Stacks similar to the stack of perverse sheaves

TL;DR

This paper introduces a new class of stacks called 'stacks of type P' on topological spaces, generalizing the structure of perverse sheaves and establishing foundational properties and equivalences for these stacks.

Contribution

It defines stacks of type P, shows they share key structural features with perverse sheaves, and develops a tilting formalism for these stacks.

Findings

Stacks of type P are locally equivalent to MacPherson-Vilonen constructions.

Under connectedness conditions, their global sections correspond to modules over finite-dimensional algebras.

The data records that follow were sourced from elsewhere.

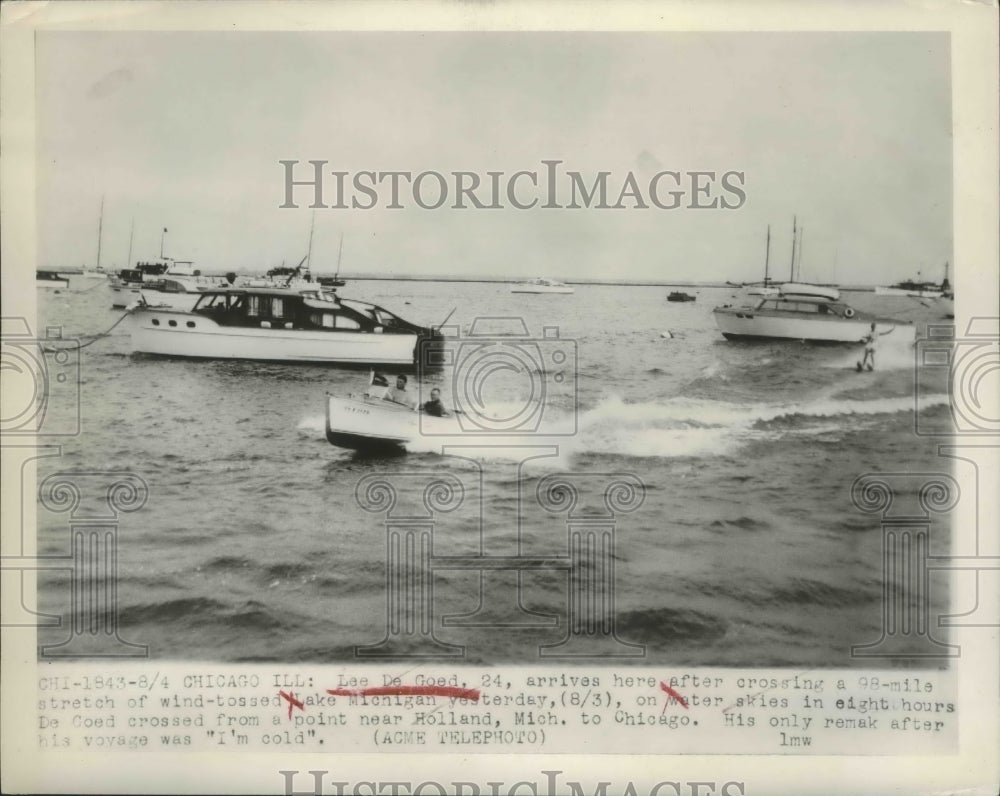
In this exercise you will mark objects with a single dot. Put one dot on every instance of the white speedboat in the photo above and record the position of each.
(541, 285)
(368, 423)
(278, 325)
(804, 312)
(50, 279)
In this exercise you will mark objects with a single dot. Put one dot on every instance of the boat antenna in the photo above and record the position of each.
(767, 255)
(308, 259)
(795, 233)
(100, 227)
(128, 262)
(447, 318)
(339, 252)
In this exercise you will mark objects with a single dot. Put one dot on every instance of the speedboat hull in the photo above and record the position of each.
(745, 323)
(166, 332)
(50, 280)
(372, 424)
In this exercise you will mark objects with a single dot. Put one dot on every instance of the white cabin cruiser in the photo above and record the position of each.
(277, 325)
(804, 312)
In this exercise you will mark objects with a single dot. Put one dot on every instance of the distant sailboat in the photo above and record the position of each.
(97, 272)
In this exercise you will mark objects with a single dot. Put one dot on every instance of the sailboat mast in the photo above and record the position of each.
(795, 233)
(767, 255)
(100, 228)
(128, 260)
(798, 257)
(312, 226)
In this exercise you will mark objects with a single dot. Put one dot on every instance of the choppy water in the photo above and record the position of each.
(746, 551)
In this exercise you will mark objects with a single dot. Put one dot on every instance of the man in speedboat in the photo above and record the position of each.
(434, 407)
(871, 341)
(398, 393)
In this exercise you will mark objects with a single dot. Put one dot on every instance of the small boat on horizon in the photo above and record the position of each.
(50, 279)
(916, 288)
(280, 325)
(804, 312)
(541, 285)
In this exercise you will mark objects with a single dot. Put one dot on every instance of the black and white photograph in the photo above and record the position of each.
(453, 387)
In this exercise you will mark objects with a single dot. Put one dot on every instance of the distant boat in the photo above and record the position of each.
(541, 285)
(915, 288)
(50, 279)
(126, 283)
(804, 312)
(279, 325)
(911, 288)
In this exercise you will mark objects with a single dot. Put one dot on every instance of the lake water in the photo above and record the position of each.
(746, 551)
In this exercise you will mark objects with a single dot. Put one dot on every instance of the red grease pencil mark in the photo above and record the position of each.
(409, 690)
(676, 695)
(292, 702)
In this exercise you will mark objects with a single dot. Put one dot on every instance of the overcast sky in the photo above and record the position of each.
(849, 132)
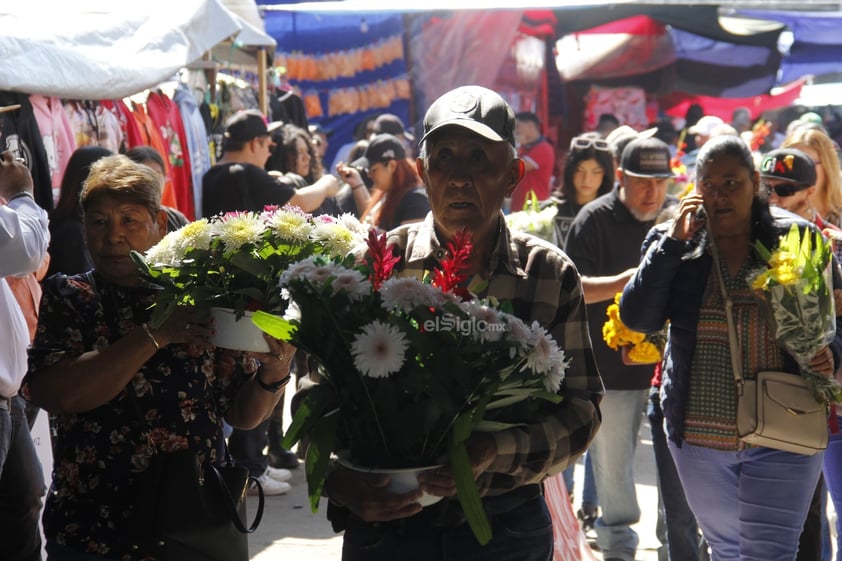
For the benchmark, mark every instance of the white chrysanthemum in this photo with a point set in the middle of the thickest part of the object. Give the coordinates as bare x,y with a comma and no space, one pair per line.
353,224
337,240
379,350
324,271
166,251
353,283
517,330
239,228
553,378
289,225
485,321
405,294
298,271
196,235
544,351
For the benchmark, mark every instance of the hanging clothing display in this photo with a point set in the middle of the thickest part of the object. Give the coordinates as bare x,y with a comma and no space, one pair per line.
56,134
19,133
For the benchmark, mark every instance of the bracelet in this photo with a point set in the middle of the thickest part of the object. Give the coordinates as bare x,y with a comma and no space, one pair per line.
21,194
274,387
151,337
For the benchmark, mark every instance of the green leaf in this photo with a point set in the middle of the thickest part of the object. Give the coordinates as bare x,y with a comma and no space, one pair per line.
276,326
468,493
319,403
318,457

The paper develops a tilting formalism for stacks of type P.

Abstract

We introduce, on a topological space X, a class of stacks of abelian categories we call "stacks of type P." This class of stacks includes the stack of perverse sheaves (of any perversity, constructible with respect to a fixed stratification), and is singled out by fairly innocuous axioms. We show that some basic structure theory for perverse sheaves holds for a general stack of type P: such a stack is locally equivalent to a MacPherson-Vilonen construction, and under certain connectedness conditions its category of global objects is equivalent to the category of modules over a finite-dimensional algebra. To prove these results we develop a rudimentary tilting formalism for stacks of type P -- another sense in which these stacks are "similar to stacks of perverse sheaves."